- IATA: MXB; ICAO: WAWM;

Summary
- Airport type: Public
- Operator: Government
- Serves: Masamba
- Location: North Luwu Regency, South Sulawesi, Sulawesi Island, Indonesia
- Time zone: WITA (UTC+08:00)
- Elevation AMSL: 55 m (180 ft)
- Coordinates: 02°33′35″S 120°19′50.01″E﻿ / ﻿2.55972°S 120.3305583°E

Map
- MXB Location of the airport in Sulawesi

Runways
| Direction | Length |  | Surface |
| m | ft |
| 02/20 | 900 | 2,953 | Asphalt |

= Andi Jemma Airport =

Andi Jemma Airport (Bandara Andi Jemma) is an airport near Masamba, the capital city of North Luwu Regency in the province of South Sulawesi on the island of Sulawesi in Indonesia.

==Facilities==
The airport resides at an elevation of 55 m above mean sea level. It has one runway designated 02/20 with an asphalt surface measuring 900 × 23 m.

Since August 2014, the service was left to a state-owned enterprise in charge of the management of several airports in eastern Indonesia, namely PT. Angkasa Pura 1 (Persero) and the Government of North Luwu Regency (begins division in August 2014).

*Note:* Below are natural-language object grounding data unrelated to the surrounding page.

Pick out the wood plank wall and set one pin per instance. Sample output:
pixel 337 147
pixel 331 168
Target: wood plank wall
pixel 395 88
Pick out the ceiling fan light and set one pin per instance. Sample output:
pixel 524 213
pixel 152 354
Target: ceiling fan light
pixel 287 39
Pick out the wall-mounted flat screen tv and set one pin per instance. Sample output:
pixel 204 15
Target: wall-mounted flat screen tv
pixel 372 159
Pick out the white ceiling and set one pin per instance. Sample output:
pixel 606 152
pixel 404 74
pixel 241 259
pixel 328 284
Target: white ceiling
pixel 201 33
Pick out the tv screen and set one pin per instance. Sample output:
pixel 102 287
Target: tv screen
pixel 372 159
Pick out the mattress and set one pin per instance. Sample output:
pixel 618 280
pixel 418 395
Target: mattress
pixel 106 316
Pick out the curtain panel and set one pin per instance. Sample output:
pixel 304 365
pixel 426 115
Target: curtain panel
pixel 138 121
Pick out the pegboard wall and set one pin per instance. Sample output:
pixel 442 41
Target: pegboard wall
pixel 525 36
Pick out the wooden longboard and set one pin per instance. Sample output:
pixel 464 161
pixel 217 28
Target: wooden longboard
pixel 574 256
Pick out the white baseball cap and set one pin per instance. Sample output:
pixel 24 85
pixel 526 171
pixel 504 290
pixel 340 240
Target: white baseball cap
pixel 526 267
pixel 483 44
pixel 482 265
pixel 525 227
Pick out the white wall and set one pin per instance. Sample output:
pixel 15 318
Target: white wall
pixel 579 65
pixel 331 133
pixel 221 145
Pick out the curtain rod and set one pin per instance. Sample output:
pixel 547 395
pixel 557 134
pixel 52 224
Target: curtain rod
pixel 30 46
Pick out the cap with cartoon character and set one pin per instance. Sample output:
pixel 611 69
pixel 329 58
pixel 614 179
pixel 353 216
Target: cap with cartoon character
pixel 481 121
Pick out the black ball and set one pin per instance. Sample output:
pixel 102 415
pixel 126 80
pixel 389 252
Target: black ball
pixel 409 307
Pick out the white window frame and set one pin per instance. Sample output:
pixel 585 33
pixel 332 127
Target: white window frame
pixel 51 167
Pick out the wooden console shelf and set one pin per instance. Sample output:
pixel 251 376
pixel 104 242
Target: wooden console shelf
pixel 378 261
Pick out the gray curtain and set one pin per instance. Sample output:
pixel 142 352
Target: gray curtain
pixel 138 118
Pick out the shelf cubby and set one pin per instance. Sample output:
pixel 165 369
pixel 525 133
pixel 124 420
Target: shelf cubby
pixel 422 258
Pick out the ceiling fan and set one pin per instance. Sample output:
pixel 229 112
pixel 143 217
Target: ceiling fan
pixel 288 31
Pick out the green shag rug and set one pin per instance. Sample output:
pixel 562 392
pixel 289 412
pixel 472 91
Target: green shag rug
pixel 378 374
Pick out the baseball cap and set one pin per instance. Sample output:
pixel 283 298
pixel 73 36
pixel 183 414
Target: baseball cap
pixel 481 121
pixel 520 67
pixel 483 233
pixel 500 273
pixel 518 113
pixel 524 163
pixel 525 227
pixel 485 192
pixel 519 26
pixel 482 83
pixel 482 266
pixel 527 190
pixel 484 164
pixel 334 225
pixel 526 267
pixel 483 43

==Airlines and destinations==

| Airlines | Destinations |
|---|---|
| FlyJaya | Makassar (begins 18 October 2026) |
| Susi Air | Bua, Makassar, Rampi, Seko |

==Accidents and incidents==
- On 2 October 2015, an Aviastar DHC-6 Twin Otter, registered as PK-BRM, operating Aviastar Flight 7503 with three crew members and seven passengers on board, crashed near Palopo 11 minutes after takeoff. There were no survivors. The flight was taking off from Andi Jemma Airport for Makassar. The passengers were four adults, two children, and a baby.